While most businesses are already familiar with the Single Touch Payroll (STP) regime, small employers (19 or fewer employees) with closely held payees were exempt from reporting payroll information of those closely held payees through the STP for the 2019-20 and 2020-21 financial years. However, from 1 July 2021, those small employers must start reporting payments made to closely held payees through STP.
In essence, closely held payees consists of individuals that are directly related to the entity from which they receive payments including family members in a family business, directors or shareholders of a company, and beneficiaries of a trust.
If you’re an employer with only closely held payees, you will just need to start reporting through STP from 1 July 2021, there is no need to notify the ATO of the fact that you only have closely held payees. Although, if you have both closely held payees and other employees that are at arm’s length, you will need to report information for the arm’s length employees through STP before each pay day.
To help those small businesses with only closely held payees transition to STP, the ATO has outlined a few options available from 1 July 2021 below:
report payments on or before the date of payment;
report payments quarterly; or
report a reasonable estimate quarterly.
Generally, the STP quarterly report for your payees will include year-to-date amounts, ordinary time earnings (OTE), super liability for each payee, total gross wages for payments being reported, and total PAYG withholding payments being reported.
If you choose to report quarterly, the report will be due on or before the due date for quarterly activity statements, and the quarterly option will not change the due dates for notifying and paying your PAYG withholding on your activity statement or making super guarantee contributions for your closely held payees.

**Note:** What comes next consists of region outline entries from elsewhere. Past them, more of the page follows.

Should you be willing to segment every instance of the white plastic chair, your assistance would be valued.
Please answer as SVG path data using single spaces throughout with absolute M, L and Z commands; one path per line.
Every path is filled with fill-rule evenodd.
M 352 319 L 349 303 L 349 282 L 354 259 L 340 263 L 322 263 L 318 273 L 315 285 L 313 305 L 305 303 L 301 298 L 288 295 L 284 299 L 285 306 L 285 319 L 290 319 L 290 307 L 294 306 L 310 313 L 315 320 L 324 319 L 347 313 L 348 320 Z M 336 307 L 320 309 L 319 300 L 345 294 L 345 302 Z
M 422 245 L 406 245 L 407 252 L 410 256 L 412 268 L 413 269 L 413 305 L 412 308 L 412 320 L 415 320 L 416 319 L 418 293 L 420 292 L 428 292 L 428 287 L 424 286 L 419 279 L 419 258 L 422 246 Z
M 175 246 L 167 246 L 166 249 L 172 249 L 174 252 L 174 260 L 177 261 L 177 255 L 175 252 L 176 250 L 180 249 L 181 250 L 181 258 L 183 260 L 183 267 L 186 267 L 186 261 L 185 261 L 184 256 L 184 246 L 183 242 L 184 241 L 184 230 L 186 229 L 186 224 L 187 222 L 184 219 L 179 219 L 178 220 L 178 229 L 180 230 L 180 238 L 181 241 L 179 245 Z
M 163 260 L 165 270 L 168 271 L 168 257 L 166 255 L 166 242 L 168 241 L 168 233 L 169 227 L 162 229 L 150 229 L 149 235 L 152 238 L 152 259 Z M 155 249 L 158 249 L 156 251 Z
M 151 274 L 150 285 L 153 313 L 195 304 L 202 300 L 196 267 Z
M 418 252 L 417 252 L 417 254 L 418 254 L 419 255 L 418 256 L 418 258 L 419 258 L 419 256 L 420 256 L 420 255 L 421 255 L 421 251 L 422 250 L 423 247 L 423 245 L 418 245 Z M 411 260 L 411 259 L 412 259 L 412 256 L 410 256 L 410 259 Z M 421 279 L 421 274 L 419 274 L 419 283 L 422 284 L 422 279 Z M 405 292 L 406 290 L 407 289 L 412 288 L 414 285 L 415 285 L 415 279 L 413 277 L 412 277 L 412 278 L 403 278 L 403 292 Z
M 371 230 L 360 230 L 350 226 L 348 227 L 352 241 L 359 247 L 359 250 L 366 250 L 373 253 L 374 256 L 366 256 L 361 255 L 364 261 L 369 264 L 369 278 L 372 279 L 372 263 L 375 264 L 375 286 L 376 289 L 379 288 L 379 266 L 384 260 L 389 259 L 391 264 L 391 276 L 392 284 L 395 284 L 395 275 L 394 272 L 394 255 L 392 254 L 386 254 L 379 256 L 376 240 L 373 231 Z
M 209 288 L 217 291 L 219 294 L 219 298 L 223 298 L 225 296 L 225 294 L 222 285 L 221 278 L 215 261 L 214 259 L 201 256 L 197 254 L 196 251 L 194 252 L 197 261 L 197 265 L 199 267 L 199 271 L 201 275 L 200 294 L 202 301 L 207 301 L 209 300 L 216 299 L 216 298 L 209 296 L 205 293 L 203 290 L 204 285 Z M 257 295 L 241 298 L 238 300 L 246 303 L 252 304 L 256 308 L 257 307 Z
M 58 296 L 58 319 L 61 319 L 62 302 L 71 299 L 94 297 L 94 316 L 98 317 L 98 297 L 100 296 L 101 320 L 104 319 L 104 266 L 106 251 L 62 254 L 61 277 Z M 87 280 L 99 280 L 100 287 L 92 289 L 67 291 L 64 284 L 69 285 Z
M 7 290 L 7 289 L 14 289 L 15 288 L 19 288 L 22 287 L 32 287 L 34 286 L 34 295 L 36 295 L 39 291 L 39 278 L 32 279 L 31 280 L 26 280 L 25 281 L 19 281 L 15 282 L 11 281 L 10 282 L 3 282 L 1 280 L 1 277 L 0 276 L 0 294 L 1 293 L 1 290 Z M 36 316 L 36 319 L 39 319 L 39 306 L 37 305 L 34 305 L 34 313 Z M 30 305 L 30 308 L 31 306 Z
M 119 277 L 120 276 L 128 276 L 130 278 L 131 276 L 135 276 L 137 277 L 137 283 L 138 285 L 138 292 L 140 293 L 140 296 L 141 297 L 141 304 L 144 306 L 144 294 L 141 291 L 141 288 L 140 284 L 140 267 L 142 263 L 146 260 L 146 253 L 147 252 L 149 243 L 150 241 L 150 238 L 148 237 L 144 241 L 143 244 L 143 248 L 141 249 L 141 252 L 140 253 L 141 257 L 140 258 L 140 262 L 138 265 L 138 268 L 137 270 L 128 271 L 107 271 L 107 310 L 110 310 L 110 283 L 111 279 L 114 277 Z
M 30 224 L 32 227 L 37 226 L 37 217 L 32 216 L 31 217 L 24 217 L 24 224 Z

To use the reasonable estimates method, you as an employer must report amounts equal to or greater than a percentage of gross payments and tax withheld from the latest year, across each quarter. The ATO notes that it will remit any failure to withhold penalty you may incur if you report year-to-date withholding amounts and tax withheld that is equal to or greater than 25% of the payee’s total gross payments and tax withheld from the previous finalised payment summary annual report across each quarter of the current financial year (in quarterly reports), and report and pay the tax withheld on time.
In instances where you under-estimate amounts reported for closely held employees equalling more than 25% of their total gross payments for the last financial year and did not report this through STP, the ATO notes you may be liable for penalties and interest, as well as being unable to deduct the payment for income tax purposes.
Any amendments to the amounts paid to closely-held employees in a quarterly STP report can be made until the due date of the next quarterly report. In cases where a closely held payee will not be included in the next quarterly report, you as an employer may lodge an update event by the relevant due date for quarterly activity statement with the corrected year to date amount for the payee.
Not sure how to lodge?
If your business will need to lodge through STP soon and you’re not sure how to go about doing it, there are easy and cost effective STP-enabled solutions available. You can also ask your registered agent to lodge on your behalf. Whatever you choose, remember an STP report cannot be lodged through ATO portals and is not an addition label on your BAS, so early preparation is needed.